Direct synthesis of dimethyl ether in multi-tubular fixed-bed reactors: 2D multi-scale modelling and optimum design

The scope of this work is to explore the viability of the direct synthesis of dimethyl ether (DME) over bifunctional catalysts, such as mixtures of CuO/ZnO/Al2O3 and gamma-Al2O3 at industrial scale. To accomplish this purpose, the process is simulated using a phenomenological mathematical model considering momentum, mass and energy balances, applied to both the catalyst particles and reactor bed, which is solved in 2D axisymmetric coordinates. This constitutes a step beyond most of the available studies for the modelling of the DME synthesis reaction, based on simple 1D isothermal models.
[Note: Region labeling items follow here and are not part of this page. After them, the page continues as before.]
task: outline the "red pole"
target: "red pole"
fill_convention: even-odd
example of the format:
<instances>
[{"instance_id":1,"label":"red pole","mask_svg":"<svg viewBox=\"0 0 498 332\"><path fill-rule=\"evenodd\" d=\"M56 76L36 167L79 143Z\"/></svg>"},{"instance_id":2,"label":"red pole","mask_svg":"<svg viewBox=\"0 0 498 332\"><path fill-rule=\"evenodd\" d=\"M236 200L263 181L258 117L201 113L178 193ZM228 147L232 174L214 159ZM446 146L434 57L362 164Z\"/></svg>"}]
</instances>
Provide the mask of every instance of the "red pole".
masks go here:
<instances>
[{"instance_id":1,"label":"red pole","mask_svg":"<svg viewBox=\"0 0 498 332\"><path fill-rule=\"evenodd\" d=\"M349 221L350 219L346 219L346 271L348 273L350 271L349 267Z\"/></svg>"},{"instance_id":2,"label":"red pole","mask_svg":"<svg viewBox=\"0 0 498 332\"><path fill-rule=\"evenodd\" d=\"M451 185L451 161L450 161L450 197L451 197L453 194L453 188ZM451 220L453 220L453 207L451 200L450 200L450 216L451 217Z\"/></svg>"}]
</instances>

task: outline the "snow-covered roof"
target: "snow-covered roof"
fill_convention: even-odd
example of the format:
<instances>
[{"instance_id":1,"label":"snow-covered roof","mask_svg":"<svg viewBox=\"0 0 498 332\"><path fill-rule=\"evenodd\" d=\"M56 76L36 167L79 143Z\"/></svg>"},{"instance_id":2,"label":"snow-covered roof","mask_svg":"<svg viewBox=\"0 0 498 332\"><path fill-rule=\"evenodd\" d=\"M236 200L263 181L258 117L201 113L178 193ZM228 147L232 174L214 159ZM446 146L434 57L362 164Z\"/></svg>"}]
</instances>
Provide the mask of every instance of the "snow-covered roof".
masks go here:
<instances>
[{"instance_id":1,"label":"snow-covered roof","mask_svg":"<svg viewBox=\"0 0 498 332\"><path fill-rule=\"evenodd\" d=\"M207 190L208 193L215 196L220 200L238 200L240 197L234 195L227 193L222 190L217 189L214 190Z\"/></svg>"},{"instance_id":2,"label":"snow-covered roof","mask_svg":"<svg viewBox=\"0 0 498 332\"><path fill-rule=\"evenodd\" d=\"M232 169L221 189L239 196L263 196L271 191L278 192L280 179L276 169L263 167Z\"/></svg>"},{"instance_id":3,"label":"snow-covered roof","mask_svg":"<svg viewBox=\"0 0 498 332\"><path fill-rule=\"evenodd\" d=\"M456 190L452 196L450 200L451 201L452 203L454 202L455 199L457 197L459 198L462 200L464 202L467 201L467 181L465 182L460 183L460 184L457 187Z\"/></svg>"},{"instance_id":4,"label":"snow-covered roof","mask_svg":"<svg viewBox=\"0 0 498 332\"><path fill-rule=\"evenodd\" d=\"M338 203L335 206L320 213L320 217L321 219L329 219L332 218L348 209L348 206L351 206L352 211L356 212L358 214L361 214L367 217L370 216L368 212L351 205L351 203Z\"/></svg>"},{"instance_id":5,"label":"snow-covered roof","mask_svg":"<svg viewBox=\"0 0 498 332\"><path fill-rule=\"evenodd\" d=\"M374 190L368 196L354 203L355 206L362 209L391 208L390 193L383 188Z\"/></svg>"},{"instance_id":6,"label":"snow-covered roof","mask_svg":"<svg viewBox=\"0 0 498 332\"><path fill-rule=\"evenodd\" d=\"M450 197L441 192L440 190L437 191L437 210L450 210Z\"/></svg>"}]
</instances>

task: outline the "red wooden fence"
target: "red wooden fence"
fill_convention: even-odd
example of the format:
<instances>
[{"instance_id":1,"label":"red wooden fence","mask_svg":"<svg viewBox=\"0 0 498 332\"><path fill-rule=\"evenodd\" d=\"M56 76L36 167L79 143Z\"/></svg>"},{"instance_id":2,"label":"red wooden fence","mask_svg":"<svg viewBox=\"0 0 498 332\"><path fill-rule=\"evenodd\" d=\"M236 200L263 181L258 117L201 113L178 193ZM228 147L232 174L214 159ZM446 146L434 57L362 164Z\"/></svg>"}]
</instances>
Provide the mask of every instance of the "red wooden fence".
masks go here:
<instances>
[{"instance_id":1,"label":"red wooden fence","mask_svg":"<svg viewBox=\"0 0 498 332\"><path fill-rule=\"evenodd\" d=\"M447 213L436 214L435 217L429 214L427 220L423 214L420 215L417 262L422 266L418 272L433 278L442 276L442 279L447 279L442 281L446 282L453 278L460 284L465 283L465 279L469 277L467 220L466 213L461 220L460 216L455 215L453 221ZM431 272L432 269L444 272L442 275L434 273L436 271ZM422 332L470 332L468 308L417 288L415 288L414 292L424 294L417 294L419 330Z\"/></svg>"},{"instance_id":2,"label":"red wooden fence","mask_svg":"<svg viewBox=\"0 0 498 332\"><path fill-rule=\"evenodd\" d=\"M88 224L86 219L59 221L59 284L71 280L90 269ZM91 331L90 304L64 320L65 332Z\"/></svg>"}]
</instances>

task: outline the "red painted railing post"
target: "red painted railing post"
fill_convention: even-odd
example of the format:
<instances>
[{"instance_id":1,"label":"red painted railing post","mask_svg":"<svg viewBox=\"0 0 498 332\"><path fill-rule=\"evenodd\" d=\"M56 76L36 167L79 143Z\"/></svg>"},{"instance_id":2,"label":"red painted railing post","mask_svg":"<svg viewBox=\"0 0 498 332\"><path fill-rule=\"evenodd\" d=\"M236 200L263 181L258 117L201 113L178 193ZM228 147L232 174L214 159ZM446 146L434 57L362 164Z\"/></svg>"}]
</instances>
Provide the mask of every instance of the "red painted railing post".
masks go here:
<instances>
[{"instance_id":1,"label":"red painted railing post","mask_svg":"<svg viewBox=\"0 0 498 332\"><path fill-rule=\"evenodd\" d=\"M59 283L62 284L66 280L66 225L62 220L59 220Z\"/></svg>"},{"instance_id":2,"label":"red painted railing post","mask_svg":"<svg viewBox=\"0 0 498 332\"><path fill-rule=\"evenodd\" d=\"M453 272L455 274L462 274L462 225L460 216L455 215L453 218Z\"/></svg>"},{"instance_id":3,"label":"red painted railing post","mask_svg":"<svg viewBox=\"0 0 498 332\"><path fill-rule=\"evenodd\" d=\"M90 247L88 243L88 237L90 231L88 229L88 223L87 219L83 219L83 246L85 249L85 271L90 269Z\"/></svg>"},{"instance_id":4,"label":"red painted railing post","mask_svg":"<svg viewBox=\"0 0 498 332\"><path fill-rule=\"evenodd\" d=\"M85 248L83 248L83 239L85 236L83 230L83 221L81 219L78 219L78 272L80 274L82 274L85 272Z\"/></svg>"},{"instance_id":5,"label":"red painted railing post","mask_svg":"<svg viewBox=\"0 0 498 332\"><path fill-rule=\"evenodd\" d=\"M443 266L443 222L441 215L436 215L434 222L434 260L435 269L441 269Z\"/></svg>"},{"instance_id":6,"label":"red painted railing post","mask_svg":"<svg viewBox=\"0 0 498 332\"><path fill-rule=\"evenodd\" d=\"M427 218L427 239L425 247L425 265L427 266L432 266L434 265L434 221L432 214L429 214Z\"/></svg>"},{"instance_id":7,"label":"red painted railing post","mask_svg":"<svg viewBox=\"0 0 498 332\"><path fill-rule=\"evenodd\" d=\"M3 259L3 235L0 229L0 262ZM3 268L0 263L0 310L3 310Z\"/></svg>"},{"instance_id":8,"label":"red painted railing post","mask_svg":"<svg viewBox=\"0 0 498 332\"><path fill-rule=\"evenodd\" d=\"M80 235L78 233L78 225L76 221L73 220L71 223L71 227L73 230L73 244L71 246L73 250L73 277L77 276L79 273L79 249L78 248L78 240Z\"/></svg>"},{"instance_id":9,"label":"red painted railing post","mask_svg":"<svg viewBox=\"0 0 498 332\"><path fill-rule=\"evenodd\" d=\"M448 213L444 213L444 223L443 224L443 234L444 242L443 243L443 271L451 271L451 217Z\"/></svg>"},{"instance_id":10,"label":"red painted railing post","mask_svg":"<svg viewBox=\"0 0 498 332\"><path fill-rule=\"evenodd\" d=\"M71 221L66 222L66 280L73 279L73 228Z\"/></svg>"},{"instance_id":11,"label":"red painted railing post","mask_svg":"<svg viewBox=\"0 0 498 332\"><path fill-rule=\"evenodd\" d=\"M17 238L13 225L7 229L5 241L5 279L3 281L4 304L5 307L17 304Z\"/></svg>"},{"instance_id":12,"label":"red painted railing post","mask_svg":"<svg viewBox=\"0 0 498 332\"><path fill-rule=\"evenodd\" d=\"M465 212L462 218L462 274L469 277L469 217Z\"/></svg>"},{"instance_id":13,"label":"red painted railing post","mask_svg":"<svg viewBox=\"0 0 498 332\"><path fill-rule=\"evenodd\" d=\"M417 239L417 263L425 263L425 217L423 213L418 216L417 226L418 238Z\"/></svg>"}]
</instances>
The use of this detailed model revealed the importance of intraparticle mass and heat transfer, with effectiveness factors within the range 0.5-1.1. At the reactor scale, radial phenomena were found to be relevant. A design-sensitivity analysis of mass flux, catalyst fraction, pressure, feed temperature, cooling potential and tube diameter on the reactor performance was carried out. An optimized reactor design that provides 80% CO conversion operating at inlet temperature and pressure 245 degrees C and 40 bar, corresponds to 0.02 m diameter, 8.50 m length and 3600 h(-1) gas-hourly space velocity with a yield of dimethyl ether of 0.53.